1 of 1 people found the following review helpful:
It's braw tae be bonnie an' weel-likit, July 30, 2017
by juliaofbath (Edinburgh, Scotland)
Related reviews: braw, scots
My first encounter with 'Raik' was during its exhibition at the National Library of Scotland a few years back, where it was made openly available to the public in a historic setting in Edinburgh. Although I hesitate to display bias, in this rich and culturally relevant atmosphere 'Raik' was a solid five out of five for me. However, as I spend some time with it alone in my flat (which is normally how I encounter IF), my critical opinion wanes slightly, but my love of the story does not.
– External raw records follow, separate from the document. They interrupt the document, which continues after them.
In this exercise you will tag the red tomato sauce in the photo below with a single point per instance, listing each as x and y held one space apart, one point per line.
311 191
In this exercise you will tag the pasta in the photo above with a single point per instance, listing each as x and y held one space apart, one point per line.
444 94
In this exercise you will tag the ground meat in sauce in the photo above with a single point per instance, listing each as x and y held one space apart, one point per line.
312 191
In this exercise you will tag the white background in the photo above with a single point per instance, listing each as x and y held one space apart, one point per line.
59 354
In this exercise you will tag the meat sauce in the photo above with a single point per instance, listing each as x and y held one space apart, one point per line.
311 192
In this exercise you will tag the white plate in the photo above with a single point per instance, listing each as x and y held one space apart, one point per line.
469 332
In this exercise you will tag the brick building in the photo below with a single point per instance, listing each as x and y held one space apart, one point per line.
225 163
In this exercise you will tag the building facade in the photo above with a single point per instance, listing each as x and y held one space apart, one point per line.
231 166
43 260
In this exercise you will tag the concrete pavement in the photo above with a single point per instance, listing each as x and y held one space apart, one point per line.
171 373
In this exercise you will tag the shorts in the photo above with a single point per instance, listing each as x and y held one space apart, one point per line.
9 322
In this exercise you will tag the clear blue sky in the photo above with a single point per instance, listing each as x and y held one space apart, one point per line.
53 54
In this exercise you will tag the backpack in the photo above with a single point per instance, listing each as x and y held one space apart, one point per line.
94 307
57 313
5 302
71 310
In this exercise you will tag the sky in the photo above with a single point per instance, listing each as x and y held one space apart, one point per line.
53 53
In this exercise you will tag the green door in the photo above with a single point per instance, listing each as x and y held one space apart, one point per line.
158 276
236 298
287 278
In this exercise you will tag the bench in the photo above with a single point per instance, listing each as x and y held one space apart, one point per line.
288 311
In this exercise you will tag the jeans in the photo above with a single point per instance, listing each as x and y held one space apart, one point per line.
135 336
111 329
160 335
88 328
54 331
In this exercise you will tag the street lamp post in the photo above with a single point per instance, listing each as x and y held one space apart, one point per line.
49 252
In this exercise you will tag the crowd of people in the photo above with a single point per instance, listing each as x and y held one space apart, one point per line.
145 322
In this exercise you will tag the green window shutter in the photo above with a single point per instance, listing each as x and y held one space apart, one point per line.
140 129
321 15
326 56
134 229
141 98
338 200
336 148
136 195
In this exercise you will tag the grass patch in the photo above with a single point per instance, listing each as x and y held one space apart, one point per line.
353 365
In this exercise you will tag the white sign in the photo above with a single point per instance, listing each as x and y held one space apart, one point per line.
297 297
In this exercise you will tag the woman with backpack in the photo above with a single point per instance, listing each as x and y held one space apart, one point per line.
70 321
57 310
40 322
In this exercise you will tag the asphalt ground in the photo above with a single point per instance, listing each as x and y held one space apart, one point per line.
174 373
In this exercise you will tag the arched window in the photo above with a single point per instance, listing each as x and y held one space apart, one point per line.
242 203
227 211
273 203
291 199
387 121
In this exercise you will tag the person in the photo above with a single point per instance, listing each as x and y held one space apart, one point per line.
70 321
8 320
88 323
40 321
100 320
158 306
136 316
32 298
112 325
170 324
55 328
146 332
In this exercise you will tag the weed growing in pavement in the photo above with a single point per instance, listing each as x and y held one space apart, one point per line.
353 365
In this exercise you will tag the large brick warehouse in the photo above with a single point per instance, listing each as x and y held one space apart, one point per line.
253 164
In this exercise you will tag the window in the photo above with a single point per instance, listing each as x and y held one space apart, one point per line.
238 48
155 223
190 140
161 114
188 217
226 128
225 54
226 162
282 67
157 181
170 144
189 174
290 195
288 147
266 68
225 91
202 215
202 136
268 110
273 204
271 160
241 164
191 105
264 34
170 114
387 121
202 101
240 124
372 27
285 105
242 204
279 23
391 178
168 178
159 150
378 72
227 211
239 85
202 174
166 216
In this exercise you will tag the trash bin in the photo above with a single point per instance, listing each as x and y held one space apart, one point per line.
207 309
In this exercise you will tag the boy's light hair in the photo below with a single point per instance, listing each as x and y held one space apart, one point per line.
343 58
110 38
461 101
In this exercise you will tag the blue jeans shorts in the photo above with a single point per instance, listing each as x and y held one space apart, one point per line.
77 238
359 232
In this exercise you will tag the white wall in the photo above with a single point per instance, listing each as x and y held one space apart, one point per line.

'Raik' switches as deftly between Scots and English as it does between its two contrasting/complementary plotlines, both of which are freely navigable by the reader. When reading the segments of the text in Scots, the main character navigates the challenges of modern living and a debilitating anxiety disorder, and when the text switches to English the narrative adopts a distinctly fantastical tone that would be at home among the work of Robert Jordan or Patrick Rothfuss. This constant movement between worlds and languages is pleasant, and creates a sort of meaningful dissonance. My advice to any readers unfamiliar with Scots would be to actually sound out each word aloud as you read. Scots is a phonetic dialect that can be bewildering on a page or a screen, so vocalising the text helps.

My only real criticism of ‘Raik’ is that it isn’t as interactive as it could be, and it never really feels as though the reader is surrounded by infinite textual possibilities. Harry Giles uses twine and hypertext with some skill, but does nothing to push the genre and assert the interactivity of the plot. The story is very short, which is a downside for me as well.